For example, the hard braking gesture illustrated in FIG. 4 and the gentle braking gesture illustrated in FIG. 5 may correspond to decreasing the speed of the virtual animal, wherein the speed is reduced responsive to the braking gestures. It will be appreciated that the hard braking gesture and the gentle braking gesture may produce different rates of deceleration. For example, the hard braking gesture may reduce the speed of the virtual animal more quickly than the gentle braking gesture.
As another non-limiting example, the thrashing gesture illustrated in FIG. 7 may correspond to increasing the speed of the virtual animal, wherein the speed is increased responsive to the thrashing gesture.
As another non-limiting example, the in-game parameter may be associated with a direction of the virtual animal. For example, the right turn gesture illustrated in FIG. 6 may correspond to an in-game parameter adjustment, wherein the direction of the virtual animal is turned to the right, responsive to the right turn gesture. Likewise, the direction of the virtual animal may be turned left responsive to a left turn gesture.
Furthermore, in some embodiments, a rein-controlling gesture may be performed with a discernable duration, spatial magnitude, and/or velocity such that the in-game parameter is adjusted proportionally to the gesture. For example, the speed of the virtual animal may be reduced in proportion to the duration of the gentle braking gesture. As such, a short duration of the gentle braking gesture may reduce the speed of the virtual animal, whereas a longer duration of the gentle braking gesture may bring the virtual animal to a stop, for example.
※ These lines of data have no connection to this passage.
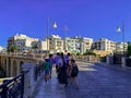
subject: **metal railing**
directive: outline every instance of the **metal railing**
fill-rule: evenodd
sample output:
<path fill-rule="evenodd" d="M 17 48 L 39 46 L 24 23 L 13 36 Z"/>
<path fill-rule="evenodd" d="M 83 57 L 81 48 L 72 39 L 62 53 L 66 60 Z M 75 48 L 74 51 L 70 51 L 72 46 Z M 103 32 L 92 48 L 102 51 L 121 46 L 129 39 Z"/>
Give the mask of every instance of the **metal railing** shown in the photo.
<path fill-rule="evenodd" d="M 27 71 L 26 71 L 27 72 Z M 0 85 L 0 98 L 23 98 L 24 95 L 24 74 L 7 79 Z"/>

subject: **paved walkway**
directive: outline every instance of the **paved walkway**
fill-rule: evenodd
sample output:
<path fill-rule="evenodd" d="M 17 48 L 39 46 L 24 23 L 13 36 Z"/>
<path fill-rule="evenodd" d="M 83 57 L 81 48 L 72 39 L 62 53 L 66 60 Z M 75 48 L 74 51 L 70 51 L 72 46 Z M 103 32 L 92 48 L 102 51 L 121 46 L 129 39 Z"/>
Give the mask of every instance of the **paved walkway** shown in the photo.
<path fill-rule="evenodd" d="M 60 88 L 53 71 L 48 84 L 41 79 L 35 98 L 131 98 L 131 69 L 78 62 L 80 89 Z"/>

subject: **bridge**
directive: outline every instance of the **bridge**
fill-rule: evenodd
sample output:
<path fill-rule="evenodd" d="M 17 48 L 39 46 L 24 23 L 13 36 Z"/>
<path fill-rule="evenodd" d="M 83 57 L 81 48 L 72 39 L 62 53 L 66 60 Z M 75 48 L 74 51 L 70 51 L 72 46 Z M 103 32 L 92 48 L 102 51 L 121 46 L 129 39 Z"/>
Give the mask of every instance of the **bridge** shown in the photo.
<path fill-rule="evenodd" d="M 122 68 L 118 65 L 111 65 L 107 63 L 88 63 L 85 61 L 76 62 L 80 69 L 79 82 L 80 88 L 75 88 L 75 84 L 69 85 L 66 88 L 59 87 L 56 78 L 56 71 L 53 69 L 52 78 L 49 83 L 46 83 L 43 77 L 43 69 L 32 72 L 34 65 L 27 63 L 24 72 L 20 74 L 19 78 L 24 75 L 24 81 L 16 81 L 24 86 L 20 88 L 19 94 L 22 94 L 20 98 L 131 98 L 131 69 Z M 31 77 L 32 76 L 32 77 Z M 32 79 L 32 81 L 31 81 Z M 1 87 L 1 86 L 0 86 Z M 2 87 L 1 87 L 2 88 Z M 0 89 L 1 89 L 0 88 Z M 7 93 L 11 88 L 7 88 Z M 4 94 L 4 93 L 3 93 Z M 0 93 L 0 96 L 3 95 Z M 9 98 L 9 97 L 1 97 Z M 13 97 L 15 98 L 15 97 Z"/>

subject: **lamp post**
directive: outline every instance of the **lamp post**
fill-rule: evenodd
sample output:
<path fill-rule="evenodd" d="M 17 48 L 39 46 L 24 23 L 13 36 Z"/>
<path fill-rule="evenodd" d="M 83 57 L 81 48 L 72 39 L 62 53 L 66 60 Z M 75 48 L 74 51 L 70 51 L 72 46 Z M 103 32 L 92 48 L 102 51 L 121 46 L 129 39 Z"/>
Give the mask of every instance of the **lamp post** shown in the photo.
<path fill-rule="evenodd" d="M 117 28 L 117 32 L 122 32 L 122 50 L 123 50 L 123 58 L 122 58 L 122 66 L 126 66 L 126 51 L 124 51 L 124 23 L 122 23 L 121 29 L 120 27 Z"/>
<path fill-rule="evenodd" d="M 49 51 L 49 26 L 50 26 L 50 19 L 47 19 L 47 52 Z M 52 24 L 52 28 L 57 28 L 56 22 Z"/>
<path fill-rule="evenodd" d="M 68 28 L 68 26 L 64 26 L 63 28 L 64 28 L 64 51 L 67 52 L 66 45 L 67 45 L 67 33 L 69 32 L 69 28 Z"/>
<path fill-rule="evenodd" d="M 123 51 L 123 57 L 126 57 L 126 52 L 124 52 L 124 23 L 122 23 L 122 26 L 121 28 L 120 27 L 117 27 L 117 32 L 120 33 L 122 32 L 122 51 Z"/>

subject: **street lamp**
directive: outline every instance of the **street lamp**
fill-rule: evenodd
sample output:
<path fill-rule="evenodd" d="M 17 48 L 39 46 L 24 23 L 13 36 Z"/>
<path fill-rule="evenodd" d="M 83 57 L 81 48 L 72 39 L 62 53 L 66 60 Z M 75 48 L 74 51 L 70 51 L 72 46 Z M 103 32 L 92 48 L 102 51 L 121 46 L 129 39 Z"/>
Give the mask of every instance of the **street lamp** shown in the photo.
<path fill-rule="evenodd" d="M 123 57 L 126 57 L 126 52 L 124 52 L 124 23 L 122 23 L 122 27 L 117 27 L 117 32 L 120 33 L 122 32 L 122 42 L 123 42 Z"/>
<path fill-rule="evenodd" d="M 49 47 L 49 26 L 50 26 L 50 19 L 48 17 L 48 20 L 47 20 L 47 52 L 48 52 L 48 47 Z M 57 24 L 56 24 L 56 22 L 52 24 L 52 28 L 57 28 Z"/>

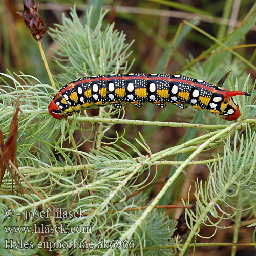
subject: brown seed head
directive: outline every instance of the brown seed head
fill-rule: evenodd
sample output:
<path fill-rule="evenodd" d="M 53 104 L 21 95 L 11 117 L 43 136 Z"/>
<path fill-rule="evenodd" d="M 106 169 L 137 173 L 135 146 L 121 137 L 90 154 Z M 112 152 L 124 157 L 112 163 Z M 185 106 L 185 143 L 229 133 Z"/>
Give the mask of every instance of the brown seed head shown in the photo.
<path fill-rule="evenodd" d="M 23 0 L 24 11 L 17 13 L 24 19 L 26 25 L 30 30 L 33 37 L 40 40 L 47 30 L 45 23 L 38 13 L 38 7 L 33 0 Z"/>

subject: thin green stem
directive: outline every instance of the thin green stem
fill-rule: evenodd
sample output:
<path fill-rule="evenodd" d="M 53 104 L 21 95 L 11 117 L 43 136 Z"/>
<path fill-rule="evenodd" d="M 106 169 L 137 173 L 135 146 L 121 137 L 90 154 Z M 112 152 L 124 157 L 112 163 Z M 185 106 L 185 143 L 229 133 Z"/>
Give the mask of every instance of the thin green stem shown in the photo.
<path fill-rule="evenodd" d="M 242 199 L 241 198 L 241 194 L 238 194 L 238 198 L 237 202 L 238 205 L 237 206 L 237 208 L 240 209 L 241 207 L 241 204 L 242 203 Z M 234 218 L 234 233 L 233 235 L 233 243 L 237 243 L 238 241 L 238 234 L 239 231 L 239 228 L 240 227 L 241 221 L 242 218 L 242 210 L 238 210 Z M 235 256 L 236 252 L 237 252 L 237 246 L 233 245 L 232 246 L 232 250 L 231 252 L 231 256 Z"/>
<path fill-rule="evenodd" d="M 237 246 L 256 246 L 256 243 L 197 243 L 194 244 L 189 244 L 187 246 L 188 247 L 193 247 L 195 246 L 196 247 L 212 247 L 212 246 L 232 246 L 236 245 Z M 162 245 L 161 246 L 154 246 L 154 248 L 157 249 L 170 249 L 172 248 L 178 248 L 179 247 L 182 248 L 184 246 L 183 244 L 170 244 L 169 245 Z M 143 251 L 148 251 L 151 250 L 152 247 L 144 247 L 143 248 Z M 140 248 L 137 248 L 134 250 L 133 251 L 140 251 Z"/>

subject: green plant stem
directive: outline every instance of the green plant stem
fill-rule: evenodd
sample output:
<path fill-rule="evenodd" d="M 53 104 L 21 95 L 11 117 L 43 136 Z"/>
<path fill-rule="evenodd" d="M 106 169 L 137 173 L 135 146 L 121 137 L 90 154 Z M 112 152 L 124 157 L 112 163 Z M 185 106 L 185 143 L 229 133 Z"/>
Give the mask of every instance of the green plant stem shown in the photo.
<path fill-rule="evenodd" d="M 238 194 L 238 205 L 237 205 L 237 208 L 239 210 L 241 209 L 241 203 L 243 202 L 242 199 L 241 198 L 241 194 Z M 241 220 L 242 218 L 242 210 L 238 210 L 236 214 L 235 218 L 234 218 L 234 233 L 233 235 L 233 243 L 237 243 L 238 241 L 238 234 L 239 228 L 240 227 L 240 223 Z M 232 250 L 231 252 L 231 256 L 235 256 L 236 252 L 237 251 L 237 246 L 236 245 L 233 245 L 232 246 Z"/>
<path fill-rule="evenodd" d="M 38 35 L 37 35 L 37 37 Z M 39 37 L 38 37 L 39 38 Z M 46 58 L 46 55 L 45 54 L 45 52 L 44 51 L 44 49 L 42 47 L 42 44 L 41 44 L 41 41 L 40 40 L 37 40 L 37 42 L 38 43 L 38 47 L 40 50 L 40 52 L 41 53 L 41 55 L 42 56 L 42 61 L 44 62 L 44 64 L 45 64 L 45 66 L 46 67 L 46 71 L 47 71 L 47 74 L 48 74 L 49 78 L 50 79 L 50 81 L 51 81 L 51 84 L 52 86 L 55 89 L 56 89 L 55 84 L 54 83 L 54 81 L 53 80 L 53 78 L 52 76 L 52 73 L 51 73 L 51 71 L 50 70 L 50 68 L 48 66 L 48 63 L 47 62 L 47 60 Z"/>
<path fill-rule="evenodd" d="M 72 117 L 70 118 L 72 118 Z M 254 119 L 250 119 L 254 120 Z M 194 124 L 193 123 L 179 123 L 175 122 L 158 122 L 151 121 L 143 121 L 130 119 L 120 119 L 118 118 L 106 118 L 103 117 L 92 117 L 78 116 L 76 118 L 77 121 L 89 122 L 90 123 L 105 123 L 120 124 L 132 124 L 133 125 L 148 125 L 154 126 L 167 126 L 185 128 L 196 128 L 197 129 L 216 130 L 226 128 L 230 124 L 218 124 L 209 125 L 207 124 Z"/>
<path fill-rule="evenodd" d="M 146 156 L 145 156 L 146 157 Z M 223 157 L 219 159 L 222 160 Z M 190 162 L 188 165 L 198 165 L 200 164 L 207 164 L 210 163 L 218 161 L 217 158 L 207 159 L 204 160 L 194 161 Z M 152 163 L 152 164 L 155 165 L 180 165 L 184 163 L 183 161 L 156 161 Z M 66 172 L 75 172 L 76 170 L 81 170 L 88 169 L 94 169 L 97 167 L 97 164 L 83 164 L 81 165 L 73 165 L 71 166 L 51 167 L 51 172 L 54 173 L 62 173 Z M 47 173 L 48 170 L 45 168 L 32 168 L 30 166 L 23 166 L 19 168 L 19 171 L 22 174 L 25 174 L 27 175 L 39 175 L 44 173 Z"/>
<path fill-rule="evenodd" d="M 103 119 L 104 118 L 104 114 L 103 112 L 103 109 L 100 108 L 99 109 L 99 115 L 98 116 L 99 119 Z M 104 133 L 103 132 L 103 122 L 99 122 L 99 125 L 98 128 L 98 132 L 97 135 L 97 138 L 96 141 L 96 149 L 99 150 L 100 148 L 100 145 L 101 145 L 101 140 L 102 139 L 103 136 L 104 136 Z"/>
<path fill-rule="evenodd" d="M 189 244 L 187 246 L 188 247 L 193 247 L 196 246 L 196 247 L 212 247 L 212 246 L 232 246 L 236 245 L 237 246 L 256 246 L 256 243 L 197 243 L 194 244 Z M 184 245 L 183 244 L 171 244 L 169 245 L 163 245 L 162 246 L 154 246 L 154 248 L 157 249 L 170 249 L 172 248 L 178 248 L 179 247 L 182 248 Z M 152 247 L 144 247 L 143 248 L 143 251 L 147 251 L 151 250 Z M 137 248 L 134 250 L 133 251 L 140 251 L 140 248 Z"/>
As another example, the direction of the virtual animal may adjust in proportion to a spatial magnitude of a right turn gesture. In other words, a greater space between the right hand joint and the left hand joint of the virtual skeleton may correspond to a sharper turn to the right, and a lesser space between the right hand joint and the left hand joint may correspond to a slighter turn to the right, for example.
As another example, the speed of the virtual animal may be increased in proportion to the velocity of the repeated up and down movements of the thrashing gesture. As such, a high velocity thrashing gesture may adjust the in-game parameter such that the speed of virtual animal changes from a walk to a gallop, whereas a low velocity thrashing gesture may change the speed of the virtual animal from a walk to a trot, for example.
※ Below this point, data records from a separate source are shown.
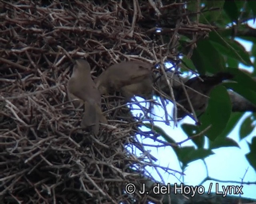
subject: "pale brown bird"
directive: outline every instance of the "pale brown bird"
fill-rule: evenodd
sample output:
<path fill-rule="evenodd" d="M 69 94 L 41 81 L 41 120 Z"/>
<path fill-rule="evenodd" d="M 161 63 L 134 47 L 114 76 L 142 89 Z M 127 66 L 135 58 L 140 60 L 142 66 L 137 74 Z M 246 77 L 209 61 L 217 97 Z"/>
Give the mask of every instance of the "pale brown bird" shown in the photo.
<path fill-rule="evenodd" d="M 200 76 L 200 78 L 203 81 L 196 76 L 189 80 L 184 84 L 185 86 L 185 86 L 186 90 L 194 110 L 195 112 L 197 112 L 199 114 L 202 114 L 206 109 L 208 104 L 208 96 L 211 90 L 216 86 L 221 83 L 222 80 L 232 78 L 233 75 L 229 73 L 222 72 L 212 76 Z M 187 111 L 186 112 L 180 107 L 177 106 L 178 120 L 183 118 L 187 115 L 192 117 L 191 115 L 192 110 L 191 106 L 182 86 L 179 88 L 175 95 L 176 102 L 183 106 Z M 194 119 L 194 118 L 192 118 Z"/>
<path fill-rule="evenodd" d="M 96 80 L 96 86 L 102 94 L 113 90 L 120 91 L 124 86 L 141 82 L 150 77 L 152 68 L 151 64 L 140 61 L 123 61 L 115 64 L 100 75 Z M 124 89 L 130 91 L 136 88 L 133 86 Z"/>
<path fill-rule="evenodd" d="M 90 69 L 90 65 L 86 60 L 76 60 L 68 83 L 68 90 L 69 93 L 84 103 L 81 126 L 91 126 L 93 133 L 97 134 L 99 122 L 106 124 L 107 121 L 101 111 L 100 94 L 92 79 Z"/>
<path fill-rule="evenodd" d="M 144 98 L 150 98 L 152 95 L 153 82 L 150 77 L 143 79 L 141 82 L 123 86 L 120 89 L 121 95 L 129 101 L 134 96 Z"/>

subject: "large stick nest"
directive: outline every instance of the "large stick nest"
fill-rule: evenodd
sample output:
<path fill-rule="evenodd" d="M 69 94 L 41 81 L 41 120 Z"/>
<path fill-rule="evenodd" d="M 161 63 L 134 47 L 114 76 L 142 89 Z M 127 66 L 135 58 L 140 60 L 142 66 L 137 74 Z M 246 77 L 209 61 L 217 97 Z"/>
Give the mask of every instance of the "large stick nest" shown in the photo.
<path fill-rule="evenodd" d="M 122 97 L 104 96 L 109 126 L 93 136 L 80 128 L 83 110 L 69 101 L 66 84 L 74 59 L 86 59 L 95 78 L 121 60 L 175 61 L 178 34 L 194 33 L 196 39 L 210 31 L 187 20 L 183 4 L 166 4 L 160 9 L 142 1 L 0 2 L 4 203 L 133 202 L 124 193 L 125 184 L 139 184 L 138 173 L 155 166 L 134 137 L 149 137 L 138 130 L 142 118 L 133 116 Z M 168 43 L 156 31 L 163 24 Z M 126 147 L 134 145 L 140 157 Z M 148 196 L 132 197 L 145 201 Z"/>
It is to be understood that the outcome of virtually any rein-controlling gesture may by based on the duration, spatial magnitude, and/or velocity of the gesture, and the examples provided above are non-limiting.
Furthermore, it is to be understood that the example joint positions illustrated in the drawings and described above are not meant to be limiting. A gesture may be characterized by virtually any number of absolute and/or relative joint positions, joint velocities, joint accelerations, and/or joint rotations. Recognition of any particular gesture may be based on one or more tests and/or heuristics. Such tests and/or heuristics may be performed by the game, an operating system, and/or a dedicated gesture recognition engine.
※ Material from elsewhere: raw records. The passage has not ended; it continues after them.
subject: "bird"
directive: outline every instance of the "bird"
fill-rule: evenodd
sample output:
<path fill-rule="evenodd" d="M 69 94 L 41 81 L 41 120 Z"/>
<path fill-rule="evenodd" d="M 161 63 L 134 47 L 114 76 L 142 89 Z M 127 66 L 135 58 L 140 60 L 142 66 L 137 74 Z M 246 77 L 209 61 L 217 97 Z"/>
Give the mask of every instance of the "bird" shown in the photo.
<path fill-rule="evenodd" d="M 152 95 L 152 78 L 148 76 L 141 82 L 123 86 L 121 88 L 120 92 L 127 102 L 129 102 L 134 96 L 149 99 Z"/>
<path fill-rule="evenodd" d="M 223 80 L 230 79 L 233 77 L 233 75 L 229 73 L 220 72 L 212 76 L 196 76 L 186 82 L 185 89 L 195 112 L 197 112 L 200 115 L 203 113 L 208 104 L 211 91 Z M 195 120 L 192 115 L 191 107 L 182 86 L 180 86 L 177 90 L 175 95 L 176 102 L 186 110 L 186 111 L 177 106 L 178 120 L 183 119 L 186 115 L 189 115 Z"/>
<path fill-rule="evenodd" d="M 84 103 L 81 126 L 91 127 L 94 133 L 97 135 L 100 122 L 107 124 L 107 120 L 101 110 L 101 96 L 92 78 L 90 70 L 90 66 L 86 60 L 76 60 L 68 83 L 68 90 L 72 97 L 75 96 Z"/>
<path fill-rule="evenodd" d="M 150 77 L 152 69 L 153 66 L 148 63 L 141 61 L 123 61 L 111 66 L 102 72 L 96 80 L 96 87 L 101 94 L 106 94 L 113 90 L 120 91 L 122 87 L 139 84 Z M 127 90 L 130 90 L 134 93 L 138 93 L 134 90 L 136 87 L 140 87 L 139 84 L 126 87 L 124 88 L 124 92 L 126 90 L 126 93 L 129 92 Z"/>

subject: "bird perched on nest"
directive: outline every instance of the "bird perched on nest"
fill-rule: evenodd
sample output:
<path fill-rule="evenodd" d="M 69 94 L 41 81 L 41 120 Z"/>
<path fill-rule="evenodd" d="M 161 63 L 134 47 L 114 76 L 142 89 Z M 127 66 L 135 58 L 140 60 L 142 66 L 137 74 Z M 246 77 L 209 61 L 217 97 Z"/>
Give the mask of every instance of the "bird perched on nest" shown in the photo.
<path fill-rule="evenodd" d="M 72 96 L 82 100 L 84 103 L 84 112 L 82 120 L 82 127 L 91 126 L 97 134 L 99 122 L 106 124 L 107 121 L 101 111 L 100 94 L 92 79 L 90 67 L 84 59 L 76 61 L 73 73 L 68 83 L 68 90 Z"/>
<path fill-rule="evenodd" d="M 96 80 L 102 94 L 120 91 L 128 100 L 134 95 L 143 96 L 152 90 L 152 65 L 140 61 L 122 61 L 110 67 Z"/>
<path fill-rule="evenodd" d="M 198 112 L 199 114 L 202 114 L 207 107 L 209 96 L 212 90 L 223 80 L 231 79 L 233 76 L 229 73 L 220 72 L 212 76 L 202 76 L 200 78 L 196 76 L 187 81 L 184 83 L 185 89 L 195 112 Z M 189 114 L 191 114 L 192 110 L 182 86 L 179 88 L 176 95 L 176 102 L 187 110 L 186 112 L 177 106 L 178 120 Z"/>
Also, it is to be understood that the example rein-controlling gestures provided above are not limiting. This disclosure is equally applicable to other gestures that simulate a character riding an animal (e.g., horse, dragon, dolphin, panther, etc.) and/or controlling one or more animals pulling a vehicle (e.g., chariot, horse cart, dog sled, etc.).
Returning to FIG. 3, it will be appreciated that method 40 is provided by way of example and may include additional or alternative steps than those shown in FIG. 3. For example, method 40 may further include identifying gestures other than rein-controlling gestures and adjusting an in-game parameter in response to the identified gesture.
As a non-limiting example, FIG. 8 shows an item-collecting gesture. As shown, virtual skeleton 36 may move from the neutral position at time t₀to a position with the left and right hands together in front of the torso at time t₁. Such a movement may be interpreted as passing one rein to the other hand such that one hand holds both reins. In this way, the free hand (e.g., the hand that no longer holds the reins) may be available to perform an item-collecting gesture. At time t₂, the left hand is shown in the neutral position, which may be identified as the hand holding both reins, while the right hand is raised above the right shoulder joint. Responsive to the item-collecting gesture, an in-game parameter corresponding to a player character inventory may be adjusted. Continuing with the animal driving or riding game as an example, a game player may perform an item-collecting gesture to acquire a virtual item (e.g., magic crystals that provide the driver/rider with spell casting abilities) while driving or riding the virtual animal.
In some embodiments, one or more aspects of the gesture-based interactive interface controls described above may be replaced or augmented with audio controls. For example, returning to FIG. 2, instead of or in addition to visually observing and modeling a game player, a gaming system may acoustically observe and model a game player. In particular, a microphone may be used to listen to the game player, and the sounds made by the game player may serve as audible commands, which may be identified by the gaming system. Audible commands may take a variety of different forms, including but not limited to spoken words, grunts, claps, stomps, and/or virtually any other sounds that a game player is capable of making.
As a non-limiting example, an audible command may be identified as one of a plurality of different rein-controlling commands, each rein-controlling command associated with a different in-game parameter that may be adjusted by a game player that controls a player character within the animal driving or riding game.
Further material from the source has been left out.